Литмир - Электронная Библиотека

Четвертая. Все топ-продюсеры – параноики. Иначе мы ни за что не стали бы топ-продюсерами.

– Алле, – ответил Попрыгунчик Джей-Джей после первого же гудка. Верный признак, что что-то не так. Джей-Джей никогда не снимает трубку сам. Все звонки проходят через его виртуозную секретаря-референта Джинджер. А модуляции самого Яворского обычно звенят мощью, этаким акустическим коктейлем сарказма и сохранившихся следов польского акцента. Вот представьте себе Джека Николсона из Варшавы{36}.

Но не сегодня. Это «алле» прозвучало как-то вяло. Зондировать на предмет Пэтти сейчас не время.

– Что стряслось? – спросил я.

– Jestem udupiony, – ответил он.

– Что это значит?

– В переводе с польского – я в жопе.

– Скверно.

– Ты знаешь Джинджер, верно?

– Конечно. Ее разве забудешь?

Его личный референт была эталоном корпоративной производительности. А еще притягивала взоры всех мужиков, находившихся в радиусе 15 футов от нее.
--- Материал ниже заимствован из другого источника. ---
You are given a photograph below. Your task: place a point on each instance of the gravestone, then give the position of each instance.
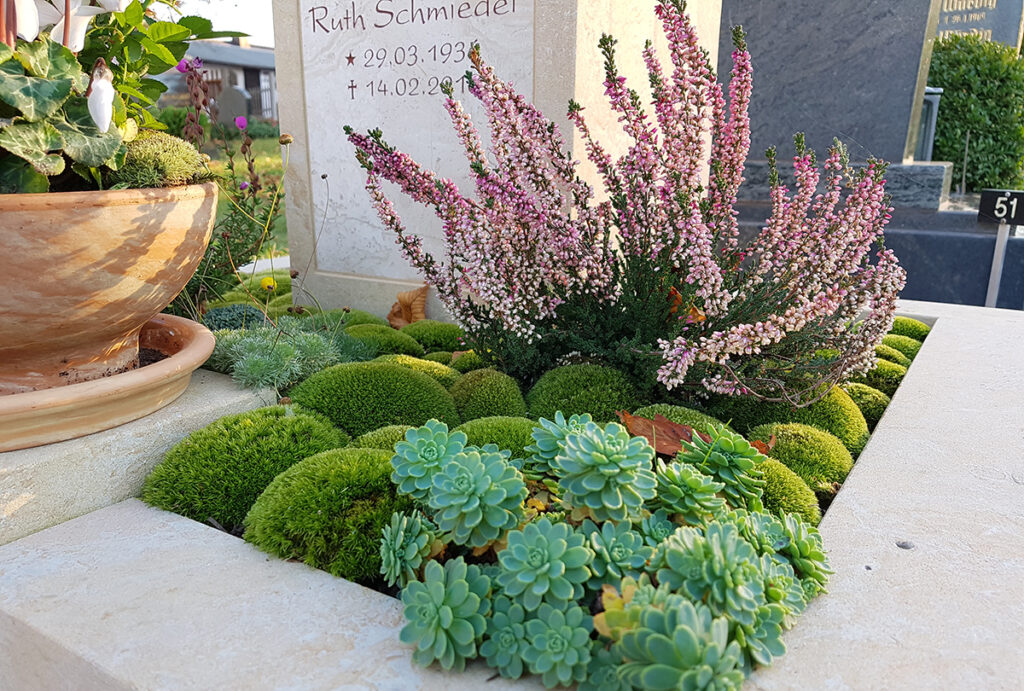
(373, 63)
(853, 71)
(991, 19)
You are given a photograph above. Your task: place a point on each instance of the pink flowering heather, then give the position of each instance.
(655, 281)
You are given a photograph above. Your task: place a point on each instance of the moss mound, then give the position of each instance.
(509, 433)
(486, 393)
(468, 361)
(681, 416)
(442, 356)
(870, 401)
(435, 335)
(217, 472)
(359, 397)
(904, 326)
(818, 458)
(385, 437)
(904, 344)
(785, 491)
(893, 355)
(386, 340)
(885, 377)
(159, 160)
(836, 414)
(441, 374)
(328, 511)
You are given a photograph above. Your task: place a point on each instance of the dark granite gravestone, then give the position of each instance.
(852, 70)
(992, 19)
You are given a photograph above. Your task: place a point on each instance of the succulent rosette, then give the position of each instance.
(559, 645)
(545, 562)
(606, 471)
(404, 546)
(477, 497)
(445, 613)
(421, 455)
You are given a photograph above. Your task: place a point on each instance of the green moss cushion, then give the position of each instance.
(359, 397)
(904, 344)
(468, 361)
(217, 472)
(784, 491)
(870, 401)
(442, 374)
(681, 416)
(891, 354)
(385, 437)
(386, 340)
(904, 326)
(328, 511)
(435, 335)
(484, 393)
(509, 433)
(818, 458)
(582, 388)
(886, 377)
(442, 356)
(836, 414)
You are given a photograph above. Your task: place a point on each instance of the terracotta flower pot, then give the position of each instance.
(82, 272)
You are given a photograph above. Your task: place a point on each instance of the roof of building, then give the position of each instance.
(218, 52)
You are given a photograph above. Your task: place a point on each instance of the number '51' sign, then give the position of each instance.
(1001, 206)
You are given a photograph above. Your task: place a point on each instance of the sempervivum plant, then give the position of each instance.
(716, 566)
(404, 546)
(619, 552)
(421, 455)
(680, 647)
(445, 613)
(477, 495)
(683, 489)
(731, 460)
(549, 437)
(544, 561)
(559, 645)
(606, 472)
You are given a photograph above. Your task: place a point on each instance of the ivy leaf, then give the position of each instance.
(33, 141)
(83, 141)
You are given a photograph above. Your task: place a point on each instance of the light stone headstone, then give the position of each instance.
(380, 63)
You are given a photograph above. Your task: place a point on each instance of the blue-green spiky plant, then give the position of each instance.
(477, 497)
(549, 437)
(731, 460)
(404, 546)
(684, 490)
(606, 472)
(619, 552)
(421, 455)
(559, 645)
(545, 562)
(445, 613)
(680, 647)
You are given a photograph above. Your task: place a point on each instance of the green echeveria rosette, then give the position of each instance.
(606, 472)
(559, 645)
(549, 438)
(731, 460)
(421, 455)
(619, 552)
(716, 566)
(545, 562)
(684, 490)
(404, 546)
(477, 497)
(506, 638)
(680, 647)
(445, 613)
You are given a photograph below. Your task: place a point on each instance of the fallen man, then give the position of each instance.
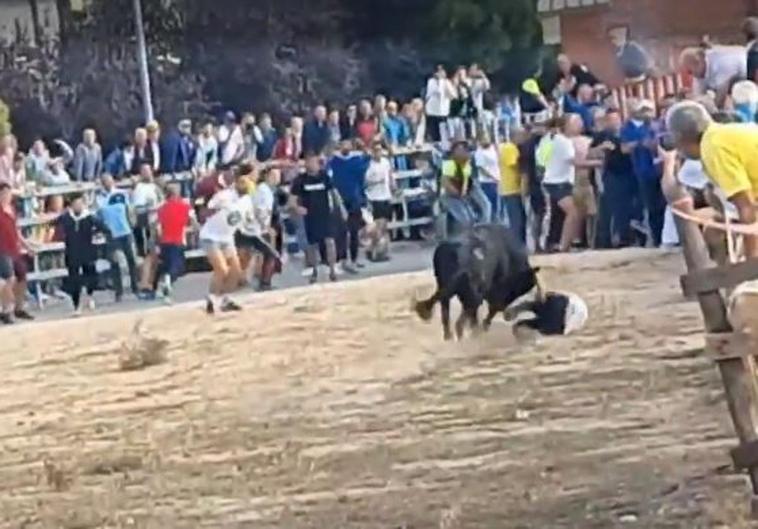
(555, 313)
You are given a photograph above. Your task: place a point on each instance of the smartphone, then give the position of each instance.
(666, 141)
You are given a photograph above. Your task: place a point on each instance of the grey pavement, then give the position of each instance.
(406, 257)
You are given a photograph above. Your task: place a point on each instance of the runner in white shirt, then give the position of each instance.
(380, 185)
(254, 235)
(231, 207)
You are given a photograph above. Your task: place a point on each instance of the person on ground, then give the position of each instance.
(439, 94)
(13, 266)
(229, 207)
(380, 188)
(79, 227)
(88, 158)
(113, 209)
(313, 198)
(174, 217)
(640, 140)
(255, 236)
(729, 153)
(347, 170)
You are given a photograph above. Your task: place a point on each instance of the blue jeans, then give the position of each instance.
(513, 215)
(616, 210)
(490, 190)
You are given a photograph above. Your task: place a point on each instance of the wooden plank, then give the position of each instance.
(737, 374)
(714, 278)
(725, 346)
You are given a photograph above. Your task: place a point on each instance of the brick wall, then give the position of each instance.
(664, 27)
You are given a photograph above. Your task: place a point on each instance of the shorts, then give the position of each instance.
(318, 229)
(11, 267)
(558, 192)
(381, 210)
(260, 244)
(225, 247)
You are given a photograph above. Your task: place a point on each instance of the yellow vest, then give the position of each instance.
(449, 171)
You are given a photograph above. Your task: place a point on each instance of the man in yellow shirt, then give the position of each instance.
(510, 190)
(729, 153)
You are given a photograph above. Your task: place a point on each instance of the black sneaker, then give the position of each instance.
(230, 306)
(22, 314)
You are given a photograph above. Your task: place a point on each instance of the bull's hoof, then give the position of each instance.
(423, 309)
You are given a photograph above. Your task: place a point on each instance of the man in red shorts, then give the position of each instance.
(12, 261)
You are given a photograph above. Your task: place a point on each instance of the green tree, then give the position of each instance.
(487, 31)
(5, 119)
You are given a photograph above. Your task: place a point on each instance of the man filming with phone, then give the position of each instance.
(729, 153)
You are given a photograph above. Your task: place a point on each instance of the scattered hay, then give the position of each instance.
(140, 351)
(122, 464)
(56, 477)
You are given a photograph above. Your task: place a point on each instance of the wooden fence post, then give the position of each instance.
(737, 371)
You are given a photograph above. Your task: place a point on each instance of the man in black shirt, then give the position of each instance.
(314, 201)
(619, 184)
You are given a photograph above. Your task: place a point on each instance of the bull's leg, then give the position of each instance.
(424, 308)
(445, 314)
(460, 324)
(492, 311)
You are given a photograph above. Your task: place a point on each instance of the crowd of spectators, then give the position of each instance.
(572, 171)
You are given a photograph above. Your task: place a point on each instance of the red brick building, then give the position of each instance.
(663, 27)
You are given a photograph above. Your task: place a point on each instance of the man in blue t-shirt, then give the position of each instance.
(640, 139)
(347, 170)
(113, 209)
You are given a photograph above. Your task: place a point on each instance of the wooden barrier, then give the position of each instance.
(734, 353)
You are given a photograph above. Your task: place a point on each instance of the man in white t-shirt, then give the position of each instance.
(231, 207)
(380, 185)
(487, 161)
(254, 234)
(439, 93)
(558, 183)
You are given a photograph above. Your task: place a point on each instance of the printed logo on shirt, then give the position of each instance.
(234, 218)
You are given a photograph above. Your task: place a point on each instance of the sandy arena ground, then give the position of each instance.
(334, 407)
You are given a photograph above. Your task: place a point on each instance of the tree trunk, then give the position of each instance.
(36, 26)
(65, 20)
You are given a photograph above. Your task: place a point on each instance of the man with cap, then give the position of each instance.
(231, 140)
(178, 149)
(639, 139)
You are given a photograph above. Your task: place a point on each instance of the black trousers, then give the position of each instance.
(80, 275)
(123, 244)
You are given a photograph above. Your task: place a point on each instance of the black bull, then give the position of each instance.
(486, 263)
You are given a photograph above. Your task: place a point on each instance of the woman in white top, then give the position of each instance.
(380, 187)
(231, 207)
(254, 235)
(487, 160)
(439, 93)
(560, 175)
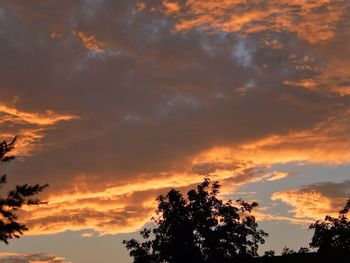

Джей-Джей однажды из-за нее устроил специальное собрание, пригласив только мужчин, на котором велел работникам своего офиса прекратить пожирать глазами ее «cycki», что по-польски значит «сиськи».

– Джинджер вчера уволилась, – сообщил он.

– Ты шутишь! – Даже не представляю, как Джей-Джей справится без нее. – И в чем дело?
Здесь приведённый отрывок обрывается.